|Téma:||Vylepšený softwarový balíček pro kvantované neuronové sítě|
|Vedoucí:||Mgr. Oleksandr Shekhovtsov, Ph.D.|
|Vypsáno jako:||Diplomová práce, Semestrální projekt|
|Popis:||Project: for an improved speed and energy efficiency of neural networks, when they are deployed in mobile, robotics, surveillance, etc. applications, the network weights and activations can be quantized. In the 'Quant' library we implement state-of-the-art and new theoretically principled quantized training and adoptation methods.

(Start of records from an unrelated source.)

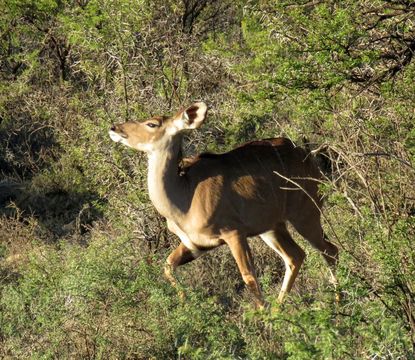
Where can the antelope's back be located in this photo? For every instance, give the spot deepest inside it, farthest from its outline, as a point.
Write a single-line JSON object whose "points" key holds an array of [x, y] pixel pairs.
{"points": [[272, 178]]}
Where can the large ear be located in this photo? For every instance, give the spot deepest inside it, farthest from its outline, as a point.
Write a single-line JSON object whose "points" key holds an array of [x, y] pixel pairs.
{"points": [[192, 117]]}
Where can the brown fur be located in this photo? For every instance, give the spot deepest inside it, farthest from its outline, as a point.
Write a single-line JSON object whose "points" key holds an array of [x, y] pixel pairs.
{"points": [[212, 199]]}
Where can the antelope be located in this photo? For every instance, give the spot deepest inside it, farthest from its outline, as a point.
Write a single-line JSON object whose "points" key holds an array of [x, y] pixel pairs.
{"points": [[216, 199]]}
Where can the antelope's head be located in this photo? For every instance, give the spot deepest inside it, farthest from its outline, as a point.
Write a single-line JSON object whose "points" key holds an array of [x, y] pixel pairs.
{"points": [[157, 132]]}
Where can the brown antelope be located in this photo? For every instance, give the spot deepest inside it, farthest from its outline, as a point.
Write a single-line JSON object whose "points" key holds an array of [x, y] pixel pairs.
{"points": [[218, 199]]}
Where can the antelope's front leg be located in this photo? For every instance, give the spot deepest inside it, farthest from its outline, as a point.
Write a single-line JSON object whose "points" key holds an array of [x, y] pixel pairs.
{"points": [[181, 255]]}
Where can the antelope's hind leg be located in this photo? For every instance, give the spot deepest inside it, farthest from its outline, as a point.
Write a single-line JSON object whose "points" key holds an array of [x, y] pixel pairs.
{"points": [[312, 231], [243, 257], [293, 255]]}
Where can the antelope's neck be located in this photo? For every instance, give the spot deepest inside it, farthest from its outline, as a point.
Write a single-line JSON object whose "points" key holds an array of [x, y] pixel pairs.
{"points": [[167, 189]]}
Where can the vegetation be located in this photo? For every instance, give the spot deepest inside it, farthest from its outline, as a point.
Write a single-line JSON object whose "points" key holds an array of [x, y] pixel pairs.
{"points": [[81, 247]]}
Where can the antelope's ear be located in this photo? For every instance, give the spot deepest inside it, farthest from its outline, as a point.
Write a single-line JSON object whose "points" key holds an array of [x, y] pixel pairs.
{"points": [[192, 117]]}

Contribute to the development of ‘quant’ library: a library for training neural networks with quantized weights and activations with low bit resolution (down to 1 bit) based on pytorch. While quantized neural networks have a potential for fast execution on different edge devices, the library has to provide in the first place a sufficiently fast training on GPUs. We want to achieve fast training and best performance with any specified quantization level. In the project:
- analize variants how to implement network propagation consisting of elementary layers with a method determined at runtime.
- Profile the training loop to identify performance bottlenecks.

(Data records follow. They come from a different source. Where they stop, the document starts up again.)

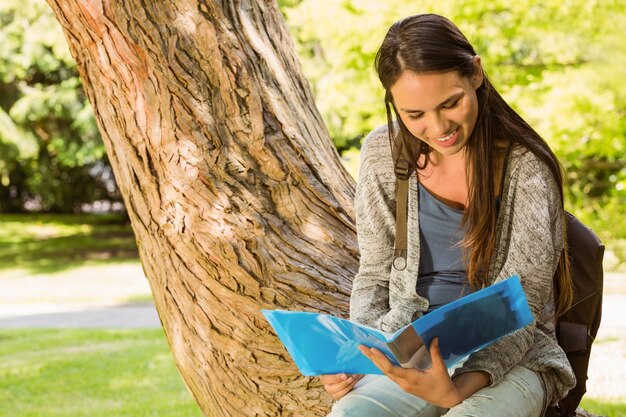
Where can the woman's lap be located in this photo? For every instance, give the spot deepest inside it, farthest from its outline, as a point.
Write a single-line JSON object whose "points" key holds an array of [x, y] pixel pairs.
{"points": [[519, 394]]}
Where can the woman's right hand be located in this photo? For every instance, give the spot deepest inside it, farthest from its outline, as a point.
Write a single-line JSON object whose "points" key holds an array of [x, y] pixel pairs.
{"points": [[338, 385]]}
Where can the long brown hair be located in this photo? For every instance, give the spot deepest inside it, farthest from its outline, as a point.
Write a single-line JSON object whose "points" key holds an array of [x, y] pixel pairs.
{"points": [[431, 43]]}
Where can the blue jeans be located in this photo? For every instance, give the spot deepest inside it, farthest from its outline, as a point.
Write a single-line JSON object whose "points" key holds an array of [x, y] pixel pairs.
{"points": [[520, 394]]}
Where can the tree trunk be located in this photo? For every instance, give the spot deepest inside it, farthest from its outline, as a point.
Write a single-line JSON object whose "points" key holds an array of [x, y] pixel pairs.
{"points": [[237, 197]]}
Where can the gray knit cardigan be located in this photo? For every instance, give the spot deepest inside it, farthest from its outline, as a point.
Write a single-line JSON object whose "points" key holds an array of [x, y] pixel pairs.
{"points": [[529, 240]]}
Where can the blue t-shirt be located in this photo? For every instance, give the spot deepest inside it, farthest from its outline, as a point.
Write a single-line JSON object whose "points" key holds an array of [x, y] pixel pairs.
{"points": [[442, 275]]}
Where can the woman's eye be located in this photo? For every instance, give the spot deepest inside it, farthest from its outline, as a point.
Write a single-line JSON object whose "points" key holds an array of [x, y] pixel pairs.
{"points": [[451, 105]]}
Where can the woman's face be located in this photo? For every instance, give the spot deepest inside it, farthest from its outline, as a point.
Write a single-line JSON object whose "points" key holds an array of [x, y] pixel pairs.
{"points": [[439, 108]]}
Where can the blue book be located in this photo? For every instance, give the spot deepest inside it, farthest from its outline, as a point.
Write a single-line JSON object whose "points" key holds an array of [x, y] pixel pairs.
{"points": [[322, 344]]}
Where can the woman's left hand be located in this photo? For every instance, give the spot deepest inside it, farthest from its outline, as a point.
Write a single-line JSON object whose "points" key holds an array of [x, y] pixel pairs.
{"points": [[433, 385]]}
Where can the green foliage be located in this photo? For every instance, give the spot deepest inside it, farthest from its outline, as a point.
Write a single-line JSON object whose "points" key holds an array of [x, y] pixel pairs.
{"points": [[560, 64], [95, 373], [51, 154]]}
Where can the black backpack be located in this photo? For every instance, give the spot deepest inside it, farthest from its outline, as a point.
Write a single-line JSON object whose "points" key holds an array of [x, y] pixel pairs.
{"points": [[576, 329]]}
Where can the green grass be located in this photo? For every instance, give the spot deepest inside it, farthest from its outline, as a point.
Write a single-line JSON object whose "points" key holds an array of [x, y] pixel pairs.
{"points": [[90, 373], [604, 407], [53, 243]]}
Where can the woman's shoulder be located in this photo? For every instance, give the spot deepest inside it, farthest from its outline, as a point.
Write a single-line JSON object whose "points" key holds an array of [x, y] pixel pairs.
{"points": [[376, 152], [523, 160]]}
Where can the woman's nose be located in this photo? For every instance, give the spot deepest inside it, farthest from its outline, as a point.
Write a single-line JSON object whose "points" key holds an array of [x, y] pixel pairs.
{"points": [[437, 126]]}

- Improve the inference speed by obtaining the test-time equivalent quantized model. Each model should have an .inference() method.
- Improve code efficiency by using computation streams, C++ extensions implementing essential computations blocks using A10 library, possibly C++ CUDA extension for the most critical operations, if such are identified.
- Extend the library to support additional methods.
- Test the library on a realistic large classification problem, e.g. surveillance.
|Literatura:|| Binary Neural Networks as a general-propose compute paradigm for on-device computer vision
 Path Sample-Analytic Gradient Estimators for Stochastic Binary Networks
 Reintroducing Straight-Through Estimators as Principled Methods for Stochastic Binary Networks
 Straight-Through Top-to-Bottom: A General Formalization for Binary, Quantized and Categorical Variables (draft)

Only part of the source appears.